January 4, 2019
Speak Out Against Virginia’s Costly Work Documentation Program Proposal
More than 200,000 newly eligible adults have gained access to quality and affordable health insurance on January 1 through Virginia’s expanded Medicaid coverage. Despite this early success of expansion, there is a separate threat to the Medicaid program in the form of a work documentation requirement and the imposition of monthly premiums that would kick roughly 26,800 people off of coverage. A waiver to impose these new requirements is currently under consideration by the Centers for Medicare and Medicaid Services, and the public has until this Sunday to submit comments.
Submit a fully customizable comment in a few minutes with the easy-to-use portal.
The waiver would create the COMPASS program, which will cost an estimated $38.4 million to administer and will require certain Medicaid enrollees to meet and report monthly work activities. The program is by no means a done deal for Virginia and must undergo federal approval. And, if approved, the program is likely to face litigation.
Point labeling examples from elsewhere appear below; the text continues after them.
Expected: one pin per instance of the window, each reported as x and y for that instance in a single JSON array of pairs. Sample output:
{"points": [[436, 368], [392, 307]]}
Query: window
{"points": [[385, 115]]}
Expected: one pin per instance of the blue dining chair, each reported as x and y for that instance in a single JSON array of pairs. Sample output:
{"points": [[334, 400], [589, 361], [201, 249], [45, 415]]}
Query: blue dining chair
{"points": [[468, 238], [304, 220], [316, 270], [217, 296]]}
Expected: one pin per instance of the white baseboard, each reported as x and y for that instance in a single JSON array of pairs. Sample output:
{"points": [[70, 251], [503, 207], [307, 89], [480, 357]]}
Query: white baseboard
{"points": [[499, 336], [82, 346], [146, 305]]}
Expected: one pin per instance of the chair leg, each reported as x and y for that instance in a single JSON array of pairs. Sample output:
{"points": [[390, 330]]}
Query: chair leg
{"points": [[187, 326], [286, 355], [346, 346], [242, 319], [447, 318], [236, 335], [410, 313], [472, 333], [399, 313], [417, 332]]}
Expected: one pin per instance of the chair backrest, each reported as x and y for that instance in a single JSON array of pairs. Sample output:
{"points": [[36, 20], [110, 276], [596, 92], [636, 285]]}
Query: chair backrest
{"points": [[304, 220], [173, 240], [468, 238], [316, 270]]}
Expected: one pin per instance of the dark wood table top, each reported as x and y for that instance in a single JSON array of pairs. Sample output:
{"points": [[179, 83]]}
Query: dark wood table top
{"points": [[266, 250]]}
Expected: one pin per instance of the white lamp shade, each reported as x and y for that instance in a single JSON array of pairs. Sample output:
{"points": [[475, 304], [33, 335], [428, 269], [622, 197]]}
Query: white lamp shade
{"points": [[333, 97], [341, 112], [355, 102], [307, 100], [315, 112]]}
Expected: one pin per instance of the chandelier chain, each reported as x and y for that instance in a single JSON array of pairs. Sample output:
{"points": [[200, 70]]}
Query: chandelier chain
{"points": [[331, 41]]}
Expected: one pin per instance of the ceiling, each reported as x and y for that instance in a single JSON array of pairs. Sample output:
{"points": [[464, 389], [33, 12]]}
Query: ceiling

The program is seeking to enforce a rule that the overwhelming majority of adults covered by Medicaid are already abiding by or are exempt from. Medicaid enrollees are working, disabled, ill, caretakers, pregnant women, students, retired, or looking for work. Only around 1 percent of non-elderly enrollees don’t fit into one of those categories, according to national data.
Arkansas is currently the only state to fully implement work requirements for Medicaid and the program has been plagued with administrative and technological issues resulting in difficulty reporting work hours, inefficient outreach to enrollees, and other challenges. Nearly 17,000 Arkansans have been kicked off of coverage within the first 6 months of the program – nearly 22 percent of all enrollees that have been subjected to the work requirement. Stories have made national news of individuals who are working sufficient hours yet have been kicked off of coverage due to issues navigating the online portal or the complicated details of the program.
Arkansas’s program has seen very limited success in actually promoting secure and steady employment – just a half percent of all individuals subject to the state’s work requirements have obtained new employment, with no clear indication that these gains are due to the program. The majority of Medicaid enrollees in Arkansas, like the rest of the nation, are already working or exempt. This experience suggests the program will ultimately just create new hurdles for people who are already working and fail to help others find meaningful work.
Instead of spending $38.4 million to essentially kick 26,800 people off of health coverage, Virginia could invest the funds in other, more productive ways – providing comprehensive dental benefits to adults in Medicaid, improving the state’s behavioral health services, or even standing up a more comprehensive work and training program for everyone in Virginia, regardless of Medicaid eligibility. The proposed work documentation program is a bad deal for the state and the people who it is supposed to help.